Friday, August 21, 2009

"Keep on doin' what I'm doin' 'til I can't do it no more"

(Hey is it me, or is my head shrinking? My face, I mean...It is! I think the moon face is finally waning. Thank goodnesss. I was starting to look like a mocha Stay-Puft Marshmellow man...)

Today it is hazy, hot and humid. The temperature was already in the high 80s at 8:30 a.m. this morning. The air is so thick and damp it almost feels like being smothered in a heavy wool blanket that was dropped in a warm puddle.

Still, I walked three miles today and pushed myself through an upper body workout using barbells. I did not want to do it. Neither did my lifting partner, my father. However, we like the pay off, so we kept pushing.

“It’s hotter today,” my dad says as we make it down the trail near the house. “This is the hottest day of the week.”

“It is,” I huff. It’s all I can say. I was conserving my breath for the walk. Sometimes I talk when I walk but not today. Too damn hot. I can feel every breath, but I push through (Below: That is me somewhere on the trail behind my folks house in Lakewood).

My docs are surprised I walk as far as I do and that I lift weights. I have heart and lung sarcoidosis. I am taking prednisone and methotrexate to control the symptoms of the disease, and I take other pharmaceuticals to manage the side effects of prednisone and methotrexate. Six months ago, there was no way I would have been able to push through a walk or a work out. Six months ago, I was in a hospital bed at Northwestern Memorial Hospital listening to doctors and their diagnosis. I vowed I would live better if I got out of that hospital and so far have been able to keep that promise. I am allowing for mistakes, I know I am human, but I strive with my goal in mind.

My dad says he is proud of me for coming so far. His friends who know people with sarc were warning him that I was coming home toting an oxygen tank. He was relieved to see that I did not have one. And I have no intention of every using one. One pulmonologist actually wrote me a ‘script for one. I fired her. That was five months ago. I’ll make sure I forward her a copy of this blog (Below: I am pumping a little iron. I'll be sure to send this to my former pulmonologist at Weiss Memorial Hospital).

I am grateful that I am able to do what I do. I know there are tens of thousands of people who have autoimmune diseases and they cannot endure physical activity. I will do this for as long as I can.

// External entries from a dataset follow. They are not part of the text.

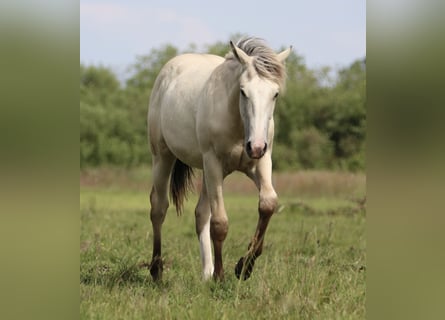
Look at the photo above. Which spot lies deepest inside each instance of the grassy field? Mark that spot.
(313, 264)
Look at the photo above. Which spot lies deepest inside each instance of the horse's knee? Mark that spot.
(267, 205)
(218, 228)
(159, 206)
(202, 215)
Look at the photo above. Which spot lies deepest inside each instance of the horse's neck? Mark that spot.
(230, 75)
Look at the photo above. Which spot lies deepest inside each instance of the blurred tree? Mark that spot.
(320, 118)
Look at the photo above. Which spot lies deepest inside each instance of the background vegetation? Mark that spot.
(320, 120)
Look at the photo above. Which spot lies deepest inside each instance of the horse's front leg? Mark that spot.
(268, 202)
(213, 174)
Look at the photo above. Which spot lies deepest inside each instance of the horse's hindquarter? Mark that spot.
(174, 104)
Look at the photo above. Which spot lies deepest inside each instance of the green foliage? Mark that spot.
(320, 118)
(313, 265)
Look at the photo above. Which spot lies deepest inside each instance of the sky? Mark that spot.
(325, 33)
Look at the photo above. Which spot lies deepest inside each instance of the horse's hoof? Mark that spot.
(248, 268)
(156, 268)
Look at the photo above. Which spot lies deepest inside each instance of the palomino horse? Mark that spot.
(214, 114)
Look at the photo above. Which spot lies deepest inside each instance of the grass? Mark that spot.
(313, 264)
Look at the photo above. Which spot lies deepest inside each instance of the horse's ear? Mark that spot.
(284, 54)
(240, 55)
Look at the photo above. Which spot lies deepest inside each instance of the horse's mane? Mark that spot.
(265, 59)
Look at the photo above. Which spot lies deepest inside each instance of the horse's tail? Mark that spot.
(180, 184)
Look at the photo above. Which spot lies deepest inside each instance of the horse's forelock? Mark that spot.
(265, 60)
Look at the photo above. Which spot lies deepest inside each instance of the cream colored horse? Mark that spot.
(214, 114)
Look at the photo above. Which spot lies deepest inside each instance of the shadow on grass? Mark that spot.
(120, 275)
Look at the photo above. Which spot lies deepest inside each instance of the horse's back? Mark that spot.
(173, 105)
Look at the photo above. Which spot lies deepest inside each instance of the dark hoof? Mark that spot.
(248, 267)
(156, 268)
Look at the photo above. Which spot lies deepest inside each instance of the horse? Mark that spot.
(215, 114)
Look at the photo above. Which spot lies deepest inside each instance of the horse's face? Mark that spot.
(257, 104)
(257, 99)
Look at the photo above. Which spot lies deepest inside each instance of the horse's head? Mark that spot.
(260, 82)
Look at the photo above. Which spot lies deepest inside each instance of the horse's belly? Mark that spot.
(178, 130)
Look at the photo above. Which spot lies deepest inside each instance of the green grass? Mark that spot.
(313, 264)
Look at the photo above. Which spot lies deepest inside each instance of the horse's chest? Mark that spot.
(236, 159)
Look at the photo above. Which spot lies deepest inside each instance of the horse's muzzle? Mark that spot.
(256, 150)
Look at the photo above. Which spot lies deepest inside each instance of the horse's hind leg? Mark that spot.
(162, 167)
(202, 219)
(267, 205)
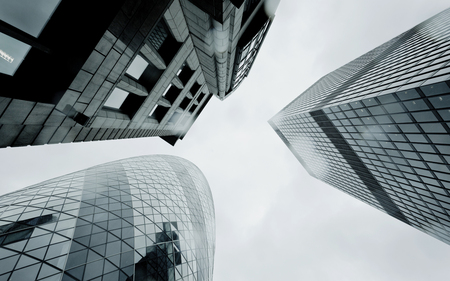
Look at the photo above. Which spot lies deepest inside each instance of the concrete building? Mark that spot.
(378, 128)
(142, 218)
(82, 71)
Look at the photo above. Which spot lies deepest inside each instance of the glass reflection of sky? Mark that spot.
(16, 50)
(30, 16)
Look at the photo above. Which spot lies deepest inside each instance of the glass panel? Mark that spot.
(116, 98)
(12, 53)
(30, 16)
(137, 67)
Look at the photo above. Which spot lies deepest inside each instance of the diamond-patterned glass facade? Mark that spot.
(378, 128)
(142, 218)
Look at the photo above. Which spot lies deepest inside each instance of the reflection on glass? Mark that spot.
(30, 16)
(12, 53)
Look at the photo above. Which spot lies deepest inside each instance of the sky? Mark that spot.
(274, 221)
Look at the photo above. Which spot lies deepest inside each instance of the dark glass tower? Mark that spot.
(142, 218)
(378, 127)
(120, 68)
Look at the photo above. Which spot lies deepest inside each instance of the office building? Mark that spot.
(378, 128)
(142, 218)
(76, 71)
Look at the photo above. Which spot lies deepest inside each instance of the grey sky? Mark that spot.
(274, 222)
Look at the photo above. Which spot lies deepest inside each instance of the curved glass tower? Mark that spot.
(142, 218)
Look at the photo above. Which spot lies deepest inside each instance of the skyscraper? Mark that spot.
(378, 128)
(120, 68)
(142, 218)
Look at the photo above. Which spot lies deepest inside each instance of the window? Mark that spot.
(116, 98)
(137, 67)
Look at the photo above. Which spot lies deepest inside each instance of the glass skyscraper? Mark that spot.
(142, 218)
(378, 128)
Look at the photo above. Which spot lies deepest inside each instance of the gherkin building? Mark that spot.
(142, 218)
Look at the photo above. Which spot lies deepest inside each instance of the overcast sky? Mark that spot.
(274, 222)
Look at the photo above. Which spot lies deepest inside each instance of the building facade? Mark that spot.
(142, 218)
(378, 128)
(120, 68)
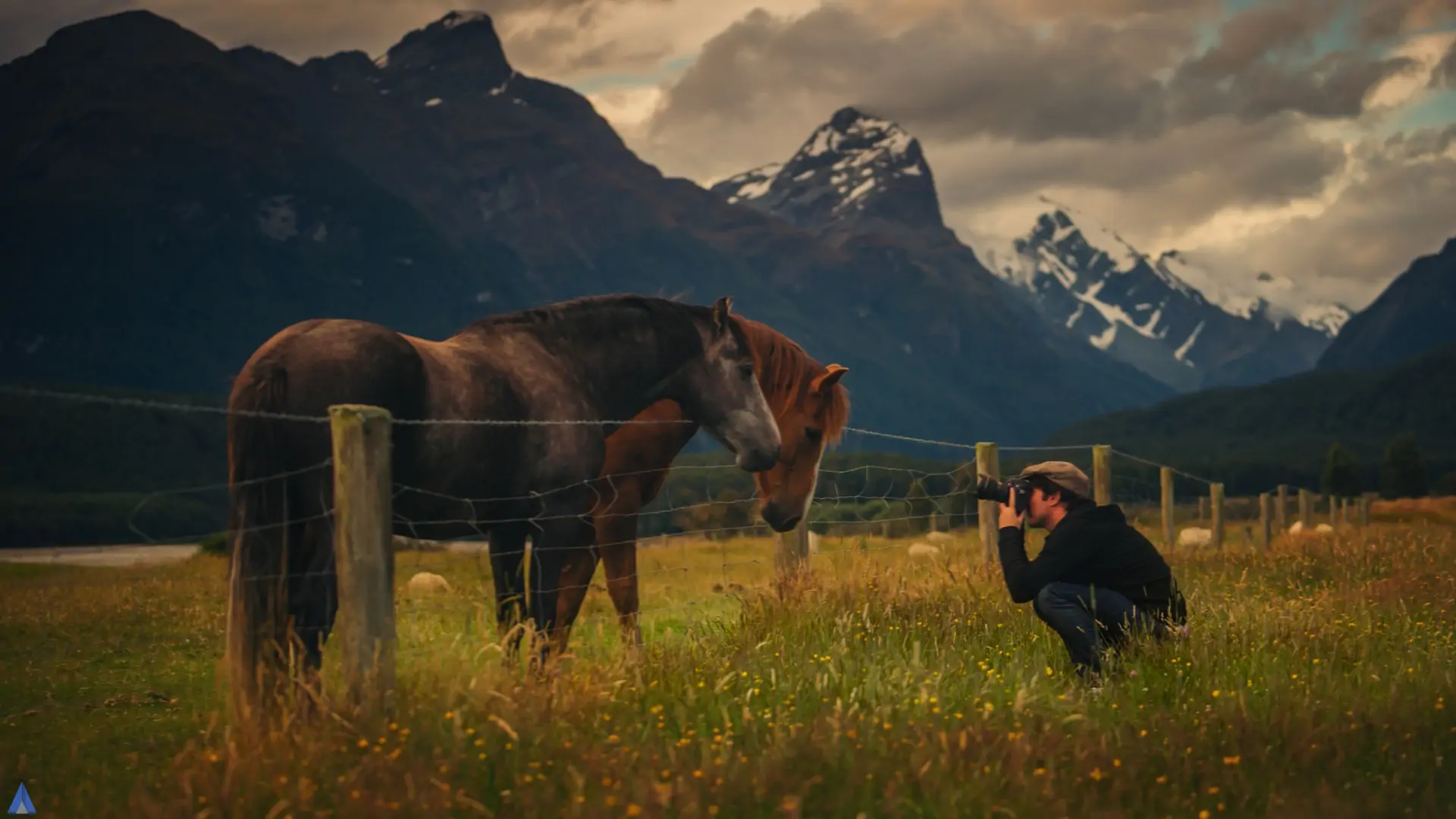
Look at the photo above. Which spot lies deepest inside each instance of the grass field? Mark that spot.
(1316, 681)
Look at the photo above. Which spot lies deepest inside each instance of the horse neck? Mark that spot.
(628, 360)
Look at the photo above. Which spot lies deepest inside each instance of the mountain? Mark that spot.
(861, 178)
(166, 206)
(1175, 318)
(162, 213)
(1416, 312)
(1256, 438)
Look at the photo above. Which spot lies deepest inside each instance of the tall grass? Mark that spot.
(1315, 681)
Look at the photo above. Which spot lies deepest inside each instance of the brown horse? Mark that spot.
(810, 407)
(563, 368)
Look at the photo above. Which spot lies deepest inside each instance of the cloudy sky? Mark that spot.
(1312, 139)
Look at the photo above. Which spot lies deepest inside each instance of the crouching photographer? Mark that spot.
(1097, 579)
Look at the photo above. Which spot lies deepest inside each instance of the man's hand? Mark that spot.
(1008, 515)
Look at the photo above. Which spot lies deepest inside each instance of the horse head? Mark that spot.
(805, 428)
(721, 390)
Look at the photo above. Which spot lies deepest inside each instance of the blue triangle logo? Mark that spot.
(22, 802)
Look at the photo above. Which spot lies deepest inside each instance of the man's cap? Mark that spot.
(1063, 474)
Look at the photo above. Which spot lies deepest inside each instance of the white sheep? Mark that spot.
(427, 582)
(1194, 537)
(924, 550)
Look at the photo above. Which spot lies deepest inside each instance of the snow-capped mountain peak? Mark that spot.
(852, 168)
(1180, 318)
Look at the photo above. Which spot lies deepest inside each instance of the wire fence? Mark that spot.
(699, 544)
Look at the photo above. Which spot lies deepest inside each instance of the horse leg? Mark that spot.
(576, 579)
(507, 544)
(313, 599)
(618, 548)
(565, 529)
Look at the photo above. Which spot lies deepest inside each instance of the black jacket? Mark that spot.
(1092, 545)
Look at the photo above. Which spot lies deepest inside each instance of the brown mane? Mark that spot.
(785, 372)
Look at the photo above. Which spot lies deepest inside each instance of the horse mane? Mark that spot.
(785, 372)
(588, 315)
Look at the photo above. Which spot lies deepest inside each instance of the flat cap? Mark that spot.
(1063, 474)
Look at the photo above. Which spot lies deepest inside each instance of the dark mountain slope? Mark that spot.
(1258, 436)
(1414, 314)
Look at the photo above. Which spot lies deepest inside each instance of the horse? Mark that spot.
(463, 463)
(810, 407)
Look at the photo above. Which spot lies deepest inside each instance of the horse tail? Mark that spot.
(258, 523)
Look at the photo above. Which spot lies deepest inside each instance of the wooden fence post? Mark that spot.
(1282, 509)
(1169, 525)
(987, 463)
(1216, 509)
(1266, 521)
(794, 548)
(1103, 474)
(363, 554)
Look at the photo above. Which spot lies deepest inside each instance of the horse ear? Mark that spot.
(829, 379)
(723, 308)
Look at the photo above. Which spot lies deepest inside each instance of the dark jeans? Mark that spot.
(1088, 620)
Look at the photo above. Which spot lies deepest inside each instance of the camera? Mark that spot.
(1015, 493)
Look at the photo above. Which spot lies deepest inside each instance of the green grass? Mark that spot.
(1316, 681)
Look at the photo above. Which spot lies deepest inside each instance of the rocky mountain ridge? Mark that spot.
(859, 175)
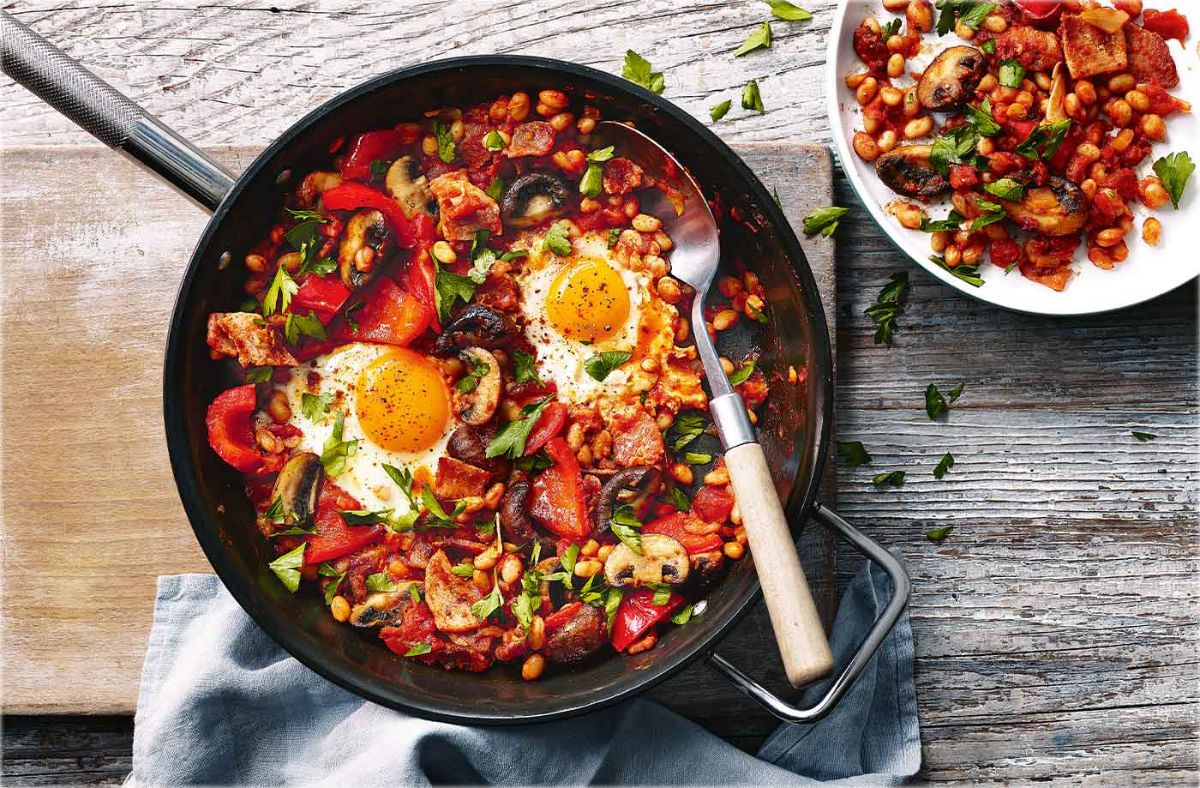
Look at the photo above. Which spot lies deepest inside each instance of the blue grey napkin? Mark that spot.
(221, 703)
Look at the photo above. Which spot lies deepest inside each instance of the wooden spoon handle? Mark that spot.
(793, 615)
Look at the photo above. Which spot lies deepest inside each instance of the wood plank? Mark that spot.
(99, 281)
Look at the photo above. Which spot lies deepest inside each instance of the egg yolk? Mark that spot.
(587, 301)
(402, 401)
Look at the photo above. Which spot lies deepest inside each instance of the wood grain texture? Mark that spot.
(1056, 627)
(99, 280)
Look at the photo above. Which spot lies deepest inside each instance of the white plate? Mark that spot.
(1147, 272)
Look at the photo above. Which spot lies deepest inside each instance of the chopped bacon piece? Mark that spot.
(1035, 49)
(463, 208)
(1150, 59)
(535, 138)
(249, 337)
(457, 479)
(636, 440)
(1090, 50)
(621, 176)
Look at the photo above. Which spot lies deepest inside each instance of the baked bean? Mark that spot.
(1151, 230)
(533, 667)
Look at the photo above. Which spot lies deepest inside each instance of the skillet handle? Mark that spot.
(880, 631)
(106, 114)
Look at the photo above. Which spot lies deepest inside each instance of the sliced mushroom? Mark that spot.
(516, 525)
(475, 326)
(581, 636)
(627, 487)
(409, 187)
(534, 198)
(663, 560)
(363, 247)
(477, 404)
(297, 487)
(1056, 209)
(909, 170)
(384, 608)
(952, 78)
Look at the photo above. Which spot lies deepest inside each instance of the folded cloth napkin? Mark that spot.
(221, 703)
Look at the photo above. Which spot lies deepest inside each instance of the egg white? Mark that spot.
(561, 359)
(365, 477)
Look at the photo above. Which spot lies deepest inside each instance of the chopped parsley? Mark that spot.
(757, 40)
(823, 221)
(888, 305)
(639, 71)
(601, 365)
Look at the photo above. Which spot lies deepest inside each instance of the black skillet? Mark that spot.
(795, 428)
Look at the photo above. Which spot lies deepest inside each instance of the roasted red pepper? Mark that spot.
(636, 614)
(349, 197)
(556, 497)
(369, 146)
(389, 316)
(334, 537)
(231, 428)
(676, 527)
(547, 426)
(321, 294)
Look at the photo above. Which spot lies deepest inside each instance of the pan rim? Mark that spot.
(205, 527)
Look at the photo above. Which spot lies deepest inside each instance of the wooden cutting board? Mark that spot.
(93, 251)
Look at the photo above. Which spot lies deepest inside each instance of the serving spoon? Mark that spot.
(694, 260)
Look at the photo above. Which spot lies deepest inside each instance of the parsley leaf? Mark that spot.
(969, 274)
(336, 451)
(937, 534)
(601, 365)
(287, 567)
(888, 305)
(558, 241)
(525, 368)
(757, 40)
(316, 407)
(742, 373)
(511, 438)
(943, 465)
(895, 479)
(637, 71)
(627, 527)
(493, 142)
(823, 221)
(853, 452)
(1174, 170)
(787, 12)
(751, 98)
(279, 295)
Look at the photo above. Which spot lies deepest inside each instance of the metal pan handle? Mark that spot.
(106, 114)
(880, 630)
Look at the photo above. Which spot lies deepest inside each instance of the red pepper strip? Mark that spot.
(334, 537)
(353, 196)
(556, 497)
(547, 426)
(712, 504)
(321, 294)
(676, 527)
(636, 614)
(419, 280)
(389, 316)
(369, 146)
(231, 433)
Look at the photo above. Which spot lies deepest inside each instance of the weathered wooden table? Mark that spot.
(1055, 627)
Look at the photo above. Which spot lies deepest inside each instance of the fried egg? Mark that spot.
(396, 404)
(586, 304)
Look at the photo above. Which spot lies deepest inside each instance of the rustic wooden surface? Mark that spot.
(1056, 627)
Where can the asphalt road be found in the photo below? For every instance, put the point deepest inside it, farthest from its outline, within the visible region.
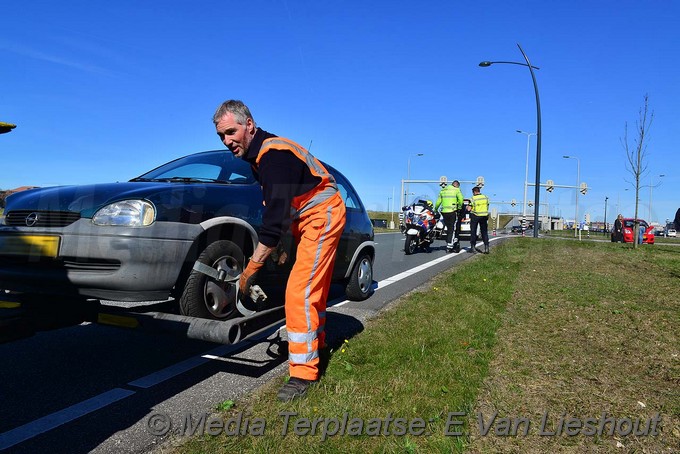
(96, 388)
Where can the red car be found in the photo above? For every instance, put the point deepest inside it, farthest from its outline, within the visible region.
(628, 231)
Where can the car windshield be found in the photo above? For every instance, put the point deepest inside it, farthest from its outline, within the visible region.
(210, 167)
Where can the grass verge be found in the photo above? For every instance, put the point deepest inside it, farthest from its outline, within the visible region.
(537, 327)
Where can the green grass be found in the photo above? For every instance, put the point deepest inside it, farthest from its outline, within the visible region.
(538, 325)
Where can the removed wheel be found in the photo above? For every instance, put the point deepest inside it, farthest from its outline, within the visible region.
(360, 281)
(205, 297)
(411, 244)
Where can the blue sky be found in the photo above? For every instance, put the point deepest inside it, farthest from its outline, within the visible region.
(104, 91)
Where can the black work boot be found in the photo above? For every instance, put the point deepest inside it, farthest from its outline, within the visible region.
(295, 388)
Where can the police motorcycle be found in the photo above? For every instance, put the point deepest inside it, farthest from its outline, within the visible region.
(421, 225)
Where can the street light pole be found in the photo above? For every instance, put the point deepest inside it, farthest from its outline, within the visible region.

It is tough, but I am finally seeing the benefits of moving so "I’m going to keep on doing what I am doing until I can’t do it no more…"

That lyric is from my favorite Isley Brothers song, "Keep On Doin." They rock and I have to move whenever I hear that song. Gotta drop a cool pop culture reference in my column somewhere.

Have a great weekend.

1 comment:

  1. Hey! I have sarcoidosis too. As you are doing, I have found that I very much need to stay out of my chair. My joints ache very much and movement is torture, but we do need to do it. This year the sarc is affecting my heart as well as my lungs. I have used prednisone and methotrexate in the past, but they bothered my stomach. I am now vomiting if I seriously don't watch what I eat. But good luck to you. I read your stories often and say I am glad that he can walk.